"Late-Night Talk Shows Ponder Sept. 11 Tone"
Los Angeles Times
August 16, 2002
by Paul Brownfield

 

As television's news programs plan for their Sept. 11 anniversary programming with specials offering somber reflection and spiritual uplift, the late-night personalities who swim in the daily faux pas and comic excesses of news and entertainment have a less clear mandate.

So NBC's "The Tonight Show With Jay Leno" and "Late Night With Conan O'Brien" will go ahead with original shows on Sept. 11, while David Letterman, currently on vacation, is mulling what, if anything, to do that night. Comedy Central's "The Daily Show With Jon Stewart," meanwhile, which needs free and unfettered access to news parody, will do normal shows on Sept. 9, 10 and 12 but not on Sept. 11.

"Late Night" executive producer Jeff Ross said of his New York-based program's plans: "We're not sure what we're doing yet. We obviously have to address the day."

Ross said doing a show on Sept. 11 was discussed but not hotly debated internally. "It wasn't anything more than it came up. I called the network, [and] they said they expect us to do a show."

NBC officials were unavailable to discuss the issue.

The challenge facing the comedians is not simply how to properly mark the day but also how to fit in with the programs that will precede their shows that night. The broadcast networks are assembling prime-time news specials designed to be in line with the expected mood of the day (news specials, including Fox's "The Day America Changed," and an all-star concert on NBC).

But what do you do on a late-night talk show, particularly a comedy-focused program, on a day when television is expected to provide saturation coverage of a nightmare that's still fresh in viewers' minds?

CBS approached Letterman about doing a show. When he balked, CBS suggested a re-airing of his emotional broadcast on Sept. 18, a week after the attacks, when "CBS Evening News" anchor Dan Rather choked up. At the time, Letterman, the first of the late-night hosts to return, was credited with laying the foundation for his competitors, all of whom followed suit with their own heartfelt "the show must go on" preambles.

Letterman indicated that he neither wanted to do an original show nor rerun the Sept. 18 broadcast, evidently concerned that he would appear to be grandstanding. On Thursday, however, word came that Letterman is still considering doing a show on Sept. 11, though no one from "Late Show With David Letterman," which is on hiatus, would comment. Letterman's decision would presumably also determine whether CBS' 12:35 a.m. "The Late Late Show with Craig Kilborn," which is produced by Letterman's Worldwide Pants production company, works that day.

Meanwhile, whatever plans or concerns "The Tonight Show" has are unclear; no one from the show was available for comment. "The Tonight Show" used Arizona Sen. John McCain as its first post-Sept. 11 guest ("We will prevail. We will prevail," McCain proclaimed), and the show plans once again to turn to McCain as its unofficial crisis counselor. Leno, it is presumed, will do a monologue, though it is difficult to imagine a more awkward context for his mild populist gibes at the day's headlines.

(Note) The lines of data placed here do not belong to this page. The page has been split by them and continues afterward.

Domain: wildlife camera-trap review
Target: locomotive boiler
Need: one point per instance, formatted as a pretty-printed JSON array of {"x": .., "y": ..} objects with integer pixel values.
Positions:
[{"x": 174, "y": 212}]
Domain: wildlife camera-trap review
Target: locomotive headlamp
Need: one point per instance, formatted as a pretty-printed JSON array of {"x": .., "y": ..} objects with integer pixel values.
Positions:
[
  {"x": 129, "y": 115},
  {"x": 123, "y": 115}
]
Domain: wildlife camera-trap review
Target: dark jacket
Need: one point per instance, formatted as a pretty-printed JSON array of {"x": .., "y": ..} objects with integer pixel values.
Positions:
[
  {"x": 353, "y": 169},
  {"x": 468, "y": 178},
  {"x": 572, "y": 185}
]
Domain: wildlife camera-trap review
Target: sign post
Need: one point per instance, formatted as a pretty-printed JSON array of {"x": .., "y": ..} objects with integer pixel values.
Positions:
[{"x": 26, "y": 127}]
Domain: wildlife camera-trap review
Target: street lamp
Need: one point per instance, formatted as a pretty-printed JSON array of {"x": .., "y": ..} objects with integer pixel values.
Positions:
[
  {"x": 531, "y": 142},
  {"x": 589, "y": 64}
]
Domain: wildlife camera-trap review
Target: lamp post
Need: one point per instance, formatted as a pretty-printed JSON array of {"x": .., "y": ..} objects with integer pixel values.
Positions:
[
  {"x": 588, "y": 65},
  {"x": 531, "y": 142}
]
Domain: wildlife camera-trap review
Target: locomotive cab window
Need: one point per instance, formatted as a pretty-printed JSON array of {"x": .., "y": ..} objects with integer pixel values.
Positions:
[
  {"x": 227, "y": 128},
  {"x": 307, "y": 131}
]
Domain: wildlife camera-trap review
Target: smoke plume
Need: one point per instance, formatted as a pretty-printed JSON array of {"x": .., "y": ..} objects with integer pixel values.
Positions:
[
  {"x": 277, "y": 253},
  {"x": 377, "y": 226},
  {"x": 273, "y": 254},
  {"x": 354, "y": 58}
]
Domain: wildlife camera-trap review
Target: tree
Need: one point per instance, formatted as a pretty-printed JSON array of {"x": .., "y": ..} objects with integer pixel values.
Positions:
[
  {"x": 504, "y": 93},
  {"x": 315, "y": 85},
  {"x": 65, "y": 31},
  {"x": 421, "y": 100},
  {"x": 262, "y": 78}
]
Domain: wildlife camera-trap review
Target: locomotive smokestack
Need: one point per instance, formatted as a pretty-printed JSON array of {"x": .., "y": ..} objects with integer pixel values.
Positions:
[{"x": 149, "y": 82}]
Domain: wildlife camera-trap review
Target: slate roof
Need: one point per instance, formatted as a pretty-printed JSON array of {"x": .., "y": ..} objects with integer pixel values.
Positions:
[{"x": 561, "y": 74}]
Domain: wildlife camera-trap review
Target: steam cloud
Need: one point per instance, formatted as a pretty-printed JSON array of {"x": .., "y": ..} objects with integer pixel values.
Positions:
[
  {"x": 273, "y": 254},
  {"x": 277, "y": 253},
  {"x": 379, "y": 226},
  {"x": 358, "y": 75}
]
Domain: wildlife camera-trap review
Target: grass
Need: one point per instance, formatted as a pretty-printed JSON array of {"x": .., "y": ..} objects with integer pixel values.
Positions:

"Saturday Night Live" doesn't have its season premiere until Oct. 5.

"All I know right now is that we're dreading the reliving of the feelings, dreading the anniversary, dreading having to work in a comedy-producing environment in that context again," said Madeleine Smithberg, "The Daily Show's" executive producer. The show's staff returns from a two-week vacation Sept. 9.

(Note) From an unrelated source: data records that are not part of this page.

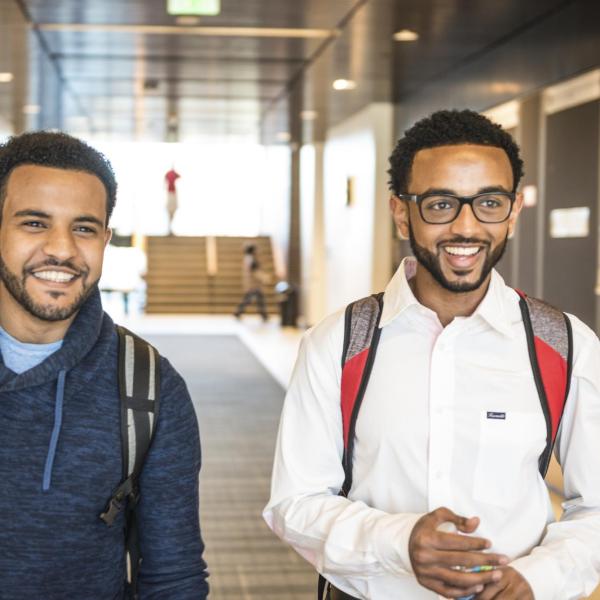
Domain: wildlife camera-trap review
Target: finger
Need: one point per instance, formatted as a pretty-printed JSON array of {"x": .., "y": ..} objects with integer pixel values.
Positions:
[
  {"x": 464, "y": 580},
  {"x": 491, "y": 591},
  {"x": 468, "y": 559},
  {"x": 448, "y": 591},
  {"x": 454, "y": 541}
]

The Comedy Central series' slings and arrows at broadcast news pomposity have earned it critical and popular acclaim. Smithberg noted that "The Daily Show" faces a greater challenge than the late-night talk shows, given that so much of "The Daily Show" is predicated on lampooning the news.

"Your role as a human being supercedes your role as a satirist," she said. (The sentiment was echoed a year ago by "Daily Show" host Jon Stewart, who, in an earnest post-Sept. 11 on-air speech, said: "There were no jobs available for a man in the fetal position under his desk crying, which I would have gladly taken. So I came back here.")

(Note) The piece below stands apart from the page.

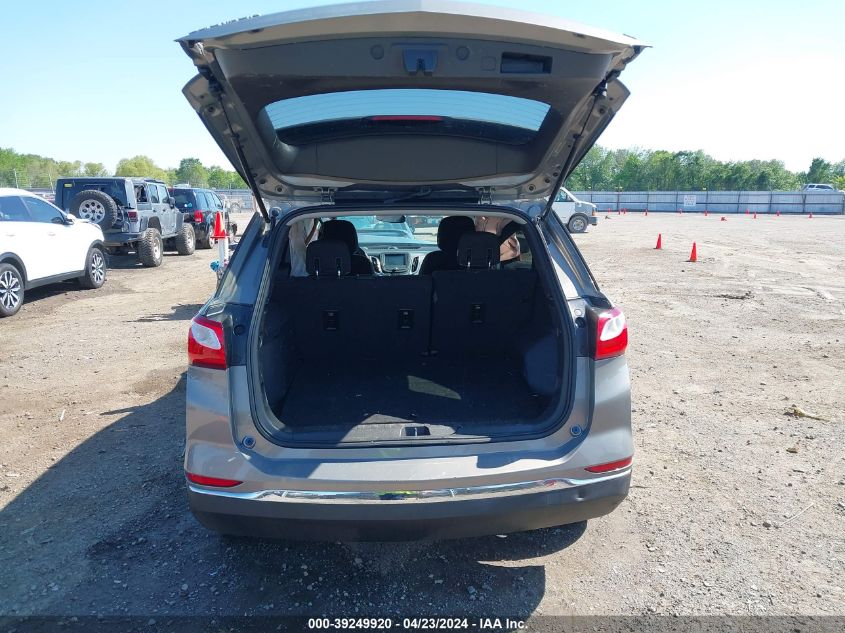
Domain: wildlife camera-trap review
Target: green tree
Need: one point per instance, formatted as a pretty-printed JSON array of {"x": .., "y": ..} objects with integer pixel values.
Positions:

In the show's 11 p.m. time slot, Comedy Central will rerun a "Daily Show" special featuring its correspondents.

Booking guests for Sept. 11 presents its own set of challenges. "We have been--'besieged' is the wrong word--inundated would be more accurate, by media requests from both print and TV to be a part of their Sept. 11 coverage," said Stan Rosenfield, publicist for such name actors as Will Smith, Robert De Niro and George Clooney.

"Our clients just have kind of told me individually, and this is also my feeling ... , we don't care to be a part of it. This is about media coverage and not about the event."

"The Daily Show's" Smithberg agrees."We're going to be reliving it in such a way that newspapers can sell newspapers and networks can get ratings," Smithberg said. "The overall effect is that you become numb to something you should never become numb to."